- DVD cover
- Directed by: Jahnu Barua
- Written by: Jahnu Barua Sanjay Chauhan
- Produced by: Anupam Kher
- Starring: Anupam Kher Urmila Matondkar Rajit Kapur Parvin Dabas
- Cinematography: Raaj Chakravarti
- Edited by: Deepa Bhatia
- Music by: Bappi Lahiri Bappa B. Lahiri
- Distributed by: Yash Raj Films
- Release date: 30 September 2005;
- Country: India
- Language: Hindi

= Maine Gandhi Ko Nahin Mara =

Maine Gandhi Ko Nahin Mara is a 2005 Indian Hindi-language drama film, directed by Jahnu Barua and produced by Anupam Kher. The film stars Anupam Kher and Urmila Matondkar.

==Plot==
The film explores the downward spiral of a retired Hindi professor, Uttam Chaudhary, as he falls victim to dementia. After he sees someone carelessly place an ashtray on a newspaper photograph of Mohandas Gandhi, his dementia symptoms get worse. One night his daughter Trisha, played by Urmila Matondkar, and son Karan discover his room on fire. Trisha takes him to a doctor who says nothing can be done.

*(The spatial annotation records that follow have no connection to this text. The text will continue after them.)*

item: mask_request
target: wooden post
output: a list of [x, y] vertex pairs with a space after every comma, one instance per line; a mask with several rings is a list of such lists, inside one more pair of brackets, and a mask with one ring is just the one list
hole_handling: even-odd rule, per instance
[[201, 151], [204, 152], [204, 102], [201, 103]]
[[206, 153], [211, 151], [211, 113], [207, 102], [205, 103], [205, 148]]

Then Uttam believes that he killed Gandhi by accidentally playing with a toy gun that had real bullets and shooting Gandhi during his walk in Birla House. So they go see Uttam's brother for details. Uttam's brother says that when they were young, they played darts by filling balloons with red dye and placing them on someone's picture.

One day someone found Gandhi's picture, and Uttam popped a balloon on it while their father saw who believed he killed Gandhi, with Uttam replying "Maine Gandhi Ko Nahin Mara" while his father hit him. Later they go to another doctor named Siddharth, who helps Uttam when he thinks that his house is a jail, and people poisoned his food because he killed Gandhi. Siddharth eats the food, so Uttam knows the food is not poisoned. Later, in court, a gun expert says that a toy gun (which Uttam believes he killed Gandhi with) cannot kill anyone.

==Cast==
- Anupam Kher as Professor Uttam Chaudhary
- Urmila Matondkar as Trisha Chaudhary
- Rajit Kapur as Ronu Chaudhary
- Parvin Dabas as Dr. Siddharth Kothari
- Prem Chopra as Dr. Verma
- Waheeda Rahman as Principal Sunita Khanna
- Boman Irani as Public Prosecutor / Stage Actor
- Sudhir Joshi as Advocate Joshi (also a stage actor)
- Raju Kher as Gattu Chacha, Uttam's childhood friend
- Vishwas Paandya
- Nazneen Ghaani
- Danica Apolline as charity worker

==Reception==
Sukanya Verma of Rediff.com called the film "a masterpiece." She further wrote, "Technically, Maine Gandhi Ko Nahin Maara stands out for its flawless photography by Raaj A Chakarvarthy. The imagery of his shots have their own silent tale to tell. If you think Bappi Lahiri is all about disco, his soulful background score has the last laugh." Jaspreet Pandohar of BBC.com gave the film 4 out of 5, writing, "Realistic and refreshing in approach, Maine Gandhi Ko Nahin Mara is the kind of thought-provoking, non-musical film Bollywood is capable of making but sadly rarely does. It's only thanks to Kher's efforts as lead actor and producer that neglected issues like senile dementia and the erosion of Gandhian ideologies in contemporary India have made it to the big screen. Boasting mature treatment from Barua, and a moving performance by Kher as an intellectual who becomes a prisoner of his own mind, this movie has the potential to appeal to diverse audiences."

Conversely, Taran Adarsh of IndiaFM gave the film 1 out of 5, writing, "On the whole, MAINE GANDHI KO NAHIN MARA is the kind of cinema that may meet with diverse reactions. While the critics, the festival circuit and mature audiences [a tiny segment of moviegoers] may go for it, the majority might find the experience too theatrical."

Anupam Kher won a Special Jury Award at the 53rd National Film Awards. He also received awards at several international film festivals. Matondkar was also much appreciated for playing the caring daughter of Kher and won the Bollywood Movie Award - Best Actress for her performance.